A l'Ecole, Maria fut ravie : les couloirs étaient déserts et aucun de ses collègues ne la vit.

Dans le bureau de l'administration, elle eut la chance d'obtenir le créneau qu'elle souhaitait : demain, à la première heure. Beaucoup ne seraient pas prévenus, cependant le temps était sa contrainte prioritaire.

Dans la nuit, piétinant les lattes de sa chambre, elle prépara son texte, le récita à maintes et maintes reprises jusqu'aux primes lueurs du matin. Son chignon tenait toujours, alors elle partit, sans même s'arranger. Le trajet ne serait pas long, une petite cinquantaine de minutes seulement.


Elle arriva dans une rue qui jouxtait la façade de l'édifice. Elle leva les yeux.

Dans le ciel de l'aurore, parmi les dégradés d'orange chatoyant et de bleu rosé, une montgolfière indolente la survolait. Un vent doux se mit à souffler.

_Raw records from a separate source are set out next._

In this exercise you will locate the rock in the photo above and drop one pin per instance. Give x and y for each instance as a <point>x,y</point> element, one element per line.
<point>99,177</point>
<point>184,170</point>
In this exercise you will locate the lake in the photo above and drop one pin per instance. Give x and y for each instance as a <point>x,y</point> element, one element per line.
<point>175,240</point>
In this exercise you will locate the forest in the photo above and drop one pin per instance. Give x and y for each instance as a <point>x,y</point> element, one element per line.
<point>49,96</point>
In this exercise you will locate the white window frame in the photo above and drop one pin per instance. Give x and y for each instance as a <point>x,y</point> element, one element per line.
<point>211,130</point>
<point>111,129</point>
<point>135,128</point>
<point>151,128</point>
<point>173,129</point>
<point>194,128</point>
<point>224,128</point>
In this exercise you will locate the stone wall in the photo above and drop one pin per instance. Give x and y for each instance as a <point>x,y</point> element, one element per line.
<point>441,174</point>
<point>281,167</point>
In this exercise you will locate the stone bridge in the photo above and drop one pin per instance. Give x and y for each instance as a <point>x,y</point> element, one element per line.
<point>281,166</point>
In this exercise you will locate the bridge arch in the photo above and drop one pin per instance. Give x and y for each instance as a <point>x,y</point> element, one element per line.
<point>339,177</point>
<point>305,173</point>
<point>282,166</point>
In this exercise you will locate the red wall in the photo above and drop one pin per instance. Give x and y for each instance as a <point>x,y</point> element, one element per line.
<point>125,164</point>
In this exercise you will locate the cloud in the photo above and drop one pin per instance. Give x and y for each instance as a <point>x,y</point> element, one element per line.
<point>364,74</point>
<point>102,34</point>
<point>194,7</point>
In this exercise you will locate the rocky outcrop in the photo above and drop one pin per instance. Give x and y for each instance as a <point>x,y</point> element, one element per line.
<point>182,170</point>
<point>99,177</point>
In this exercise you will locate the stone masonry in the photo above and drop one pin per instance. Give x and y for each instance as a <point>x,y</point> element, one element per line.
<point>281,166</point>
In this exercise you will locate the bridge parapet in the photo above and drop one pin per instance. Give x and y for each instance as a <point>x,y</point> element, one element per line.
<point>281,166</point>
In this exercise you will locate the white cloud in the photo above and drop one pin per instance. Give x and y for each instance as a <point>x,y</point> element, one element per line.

Un feu neuf, régénéré émergea de la surface ; il illumina les pierres de la cité d'une brillance dorée, d'une beauté dont la rareté et la fugacité accroissaient le charme.

L'Ecole n'était pas le bâtiment le plus admirable de la capitale, loin de là ; hier, il lui était apparu triste et fade, mais en cette matinée, sous pareille exposition, il s'était métamorphosé en un palais somptueux, royal, céleste. Quelque chose de grand, de superbe, de sublime flottait dans l'air ; parfum délicat.

Sur les vitres désormais d'airain, le profil de Maria se dessinait, éclatant. Elle était comme ces princesses qui, après avoir abondamment voyagé et appris, retournent dans leur demeure d'or et de lumière pour leur consécration.

Aujourd'hui était son jour.

Elle posa la main sur la poignée ; à ce moment, le soleil naissant décida brutalement d'éclairer la Terre de couleurs banales, privant ainsi au lieu son éphémère majesté. Les illusions de Maria se brisèrent aussitôt, son assurance en fut fortement troublée ; figée, à deux doigts d'entrer, elle était en l'espace d'un instant devenue lamentable. L'angoisse surgit : « et si... ? » Ses tempes battaient à tout rompre, elle tremblait ; elle était soudainement noyée dans une mer d'eau glacée et, la seconde suivante, elle brûlait sur les sables du désert.

Elle se ressaisit un peu, suffisamment pour se donner la force d'ouvrir la porte.


Le hall était vide, silencieux. Allait-elle se retrouver avec aucun auditeur ? Sa peur se mua en panique. Elle se traîna, brusquement épuisée, jusqu'à l'amphithéâtre où se tenait traditionnellement les symposiums et autres congrès. C'était sa responsabilité de leur présenter l'Ignotum et il fallait qu'elle se décharge de ce poids.

Elle s'assit à la place du maître de conférences.

Contre son crâne, un long tableau saupoudré de craie ; des formules mal effacées y transparaissaient. Devant, quatre escaliers destinés à installer efficacement sur de multiples sièges en bois ceux qui venaient assister. Ce décor aux maintes rangées demi-circulaires plongeait sur elle, menaçant.

Incessamment, priait-elle, bien qu'appréhendant ce moment, ils seraient tous à contempler, en contrebas, les petits grains d'Ignotum disposés sur la table. Ils la dévisageraient, la jugeraient... une partie d'elle désirait fuir, mais elle devait en finir. Elle serait bientôt soulagée.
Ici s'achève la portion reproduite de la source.